Connus par leurs noms
La «voile», qui «protège» les enfants tanzaniens depuis quatre ans, change non seulement leur vie, mais aussi l'environnement local, qui commence à percevoir les personnes atteintes d'albinisme, souvent rejetées non seulement par la société, mais aussi par leurs parents, sous un nouveau jour. «Nous avons des enfants qui ont été abandonnés à l'âge de quatre ans. Leurs parents les ont laissés dans l'une des Maisons, puis ont changé de numéro de téléphone et de domicile pour couper tout contact», raconte la religieuse de Lorette. Malheureusement, il y a beaucoup d'histoires similaires. L'antidote au rejet est l'acceptation, qui s'étend de la maison à l'environnement. Lorsque nous avons commencé, nous entendions crier derrière nous: «Oh!

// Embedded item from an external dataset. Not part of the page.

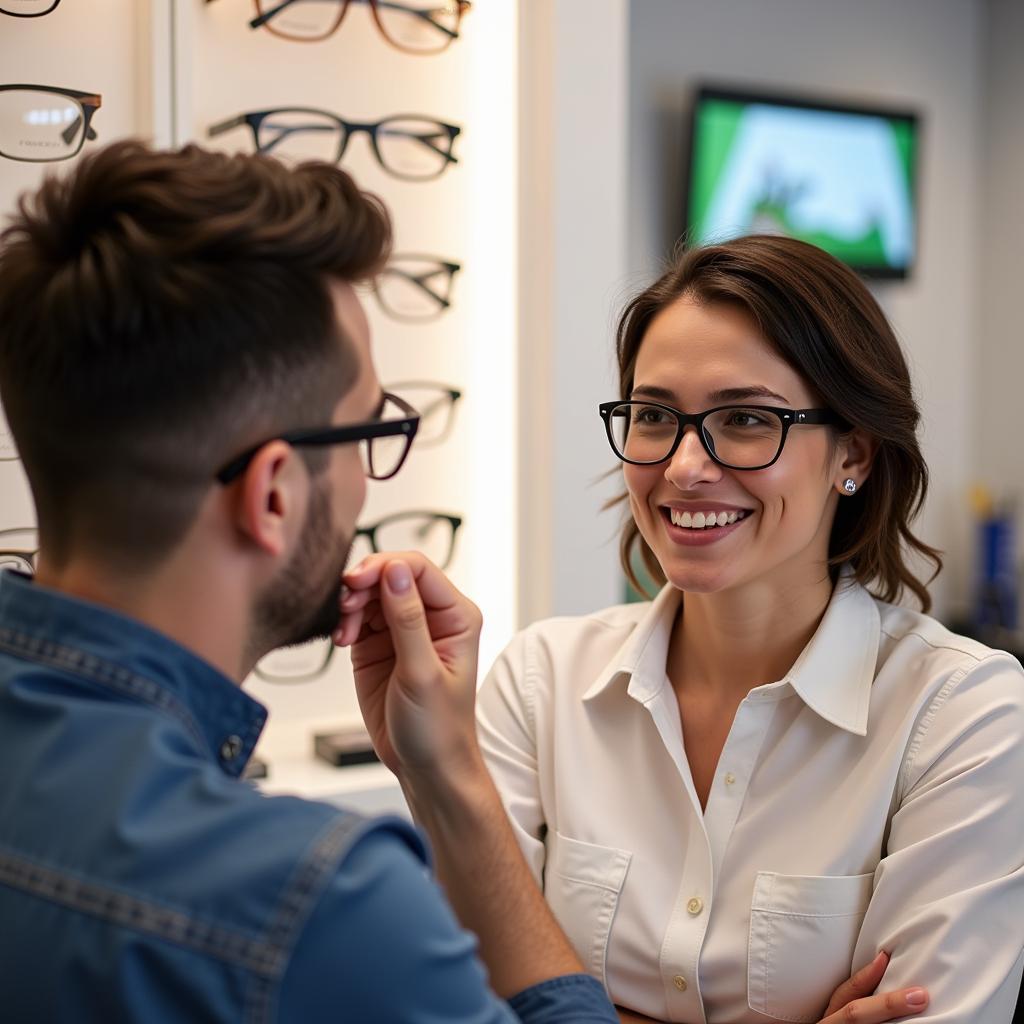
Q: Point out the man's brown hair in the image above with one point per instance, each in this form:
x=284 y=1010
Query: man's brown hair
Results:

Les albinos arrivent ! Aujourd'hui, nous entendons: Oh, Lilian! Oh, Teresina arrivent!», a déclaré la religieuse. La Maison est souvent visitée par des enfants de la région; sœur Amélia et les autres responsables de la Maison Vela ont organisé plus de 200 séminaires sur l'albinisme en Tanzanie au cours des seules années 2021 et 2022. La peur et la honte s'estompent peu à peu. «Je n'oublierai jamais la gratitude d'une mère lorsqu'elle a appris que nous nous occuperions de sa fille, qu'elle avait abandonnée à la naissance, alors qu’elle-même avait 14 ans. Elle, qui avait autrefois honte de sa fille, s'en “vante” aujourd'hui».
Le pouvoir discret de la foi
Lorsqu'on lui demande comment sont perçues les activités des religieuses sur le territoire, la sœur de Lorette répond: «Ils se rendent compte que nous ne venons pas ici pour profiter d’eux, mais pour les aimer. Et ils nous accueillent très chaleureusement. A l’accueil chaleureux succède également la grâce de la foi, qui se déverse discrètement dans le cœur des enfants dont nous nous occupons». «Tanga» n’exige pas que les jeunes appartiennent à l’Eglise; «Nous ne leur demandons pas ce que sont leur religion et leurs croyances, nous acceptons simplement ceux qui en ont le plus besoin», a expliqué la religieuse, ajoutant que parmi les enfants il y a des musulmans, des adventistes et ceux qui cherchent la foi. «Nous avons déjà trois garçons qui ont été baptisés par Don Janusz. Ce n'est pas notre mérite, nous ne les forçons pas, mais nous montrons par la pratique en quoi consiste notre foi. Ils voient comment nous prions, comment nous participons à l'Eucharistie quotidienne. Ils voient d'où nous puisons notre force».